Phylogenetic analysis of the marine group 1 Crenarchaeota 16S rRNA sequences. The consensus sequence (bold) was obtained by assembling MG1C 16S rRNA reads contaminating the metatranscriptome. Sequences labeled ‘Sapelo' are from cloned PCR amplicons produced with DNA from the same sample. The 16S rRNA gene sequence for ‘Candidatus Nitrosopumilus maritimus' strain SCM1 (Nmar_R0029, DQ085097) is shown in Bold. GenBank accession numbers for reference sequences are given in parentheses. This is a neighbor-joining tree based on 876 nt. Bootstrap analysis was used to estimate the reliability of phylogenetic reconstructions and support is shown if >50% (100 iterations).

Figure 3

Distribution of pyrosequencing reads among Nitrosopumilus ORFs. The horizontal line is positioned at 50 hits per ORF and indicates the cutoff used to define highly expressed ORFs. Text over the longest bars identifies the annotation for that ORF: amoABC, ammonia monooxygenase subunits; amt, ammonium transporter; FeS, 4Fe–4S ferredoxin iron-sulfur binding domain-containing protein; FeS accessory protein, iron–sulfur cluster assembly accessory protein; hyp prot, hypothetical protein; SOD, superoxide dismutase; see Table 2 and Supplementary Tables 3 and 4 for a complete list.

Figure 4

Assembly of 836 of 836 reads assigned to the ‘Ca.

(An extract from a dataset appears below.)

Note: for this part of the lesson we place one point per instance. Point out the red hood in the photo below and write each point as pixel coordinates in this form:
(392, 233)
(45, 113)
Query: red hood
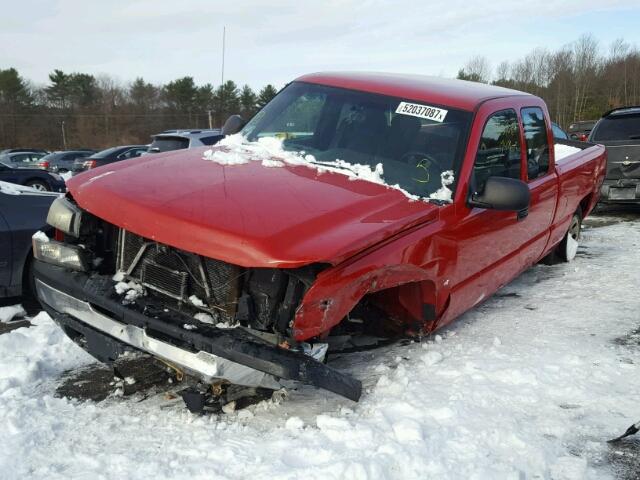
(246, 214)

N. maritimus' strain SCM1 amoA ORF (Nmar_1500) against the Nmar_1500 sequence as a scaffold. (a) Coverage curve and assembly. (b). Close-up of a portion of the assembly (region between horizontal lines in a) showing primary and secondary sequence variants. (c) Assembly of 147 minority sequence variants. Objects from top to bottom: coverage curve (green shape, 0–558); identity at each position (green and olive bar, 0–100%), reference sequence (not shown in panel b), aligned reads. Highlighted positions in the aligned reads indicate disagreements with the reference sequence (code: red—A, blue—C, orange—G, green—T).

Figure 5

Phylogenetic analysis of marine group 1 Crenarchaeota amoA sequences in metatranscriptome and DNA samples. Consensus sequences (bold italics, 1=dominant, 2=minority) were obtained by assembling 16S amoA reads in the metatranscriptome. Sequences labeled ‘Sapelo' are from cloned PCR amplicons produced with DNA from the same sample. Sequences were aligned with reference sequences using Clustal W. Minimum evolutionary distances were calculated using the Kimura two-parameter model. The ‘Candidatus Nitrosopumilus maritimus' strain SCM1 sequence (Nmar_1500, ABX13396). GenBank accession numbers of reference sequences are given in parentheses. This is a neighbor-joining tree based on 595 nt. Bootstrap analysis was used to estimate the reliability of phylogenetic reconstructions and support is shown if >50% (100 iterations).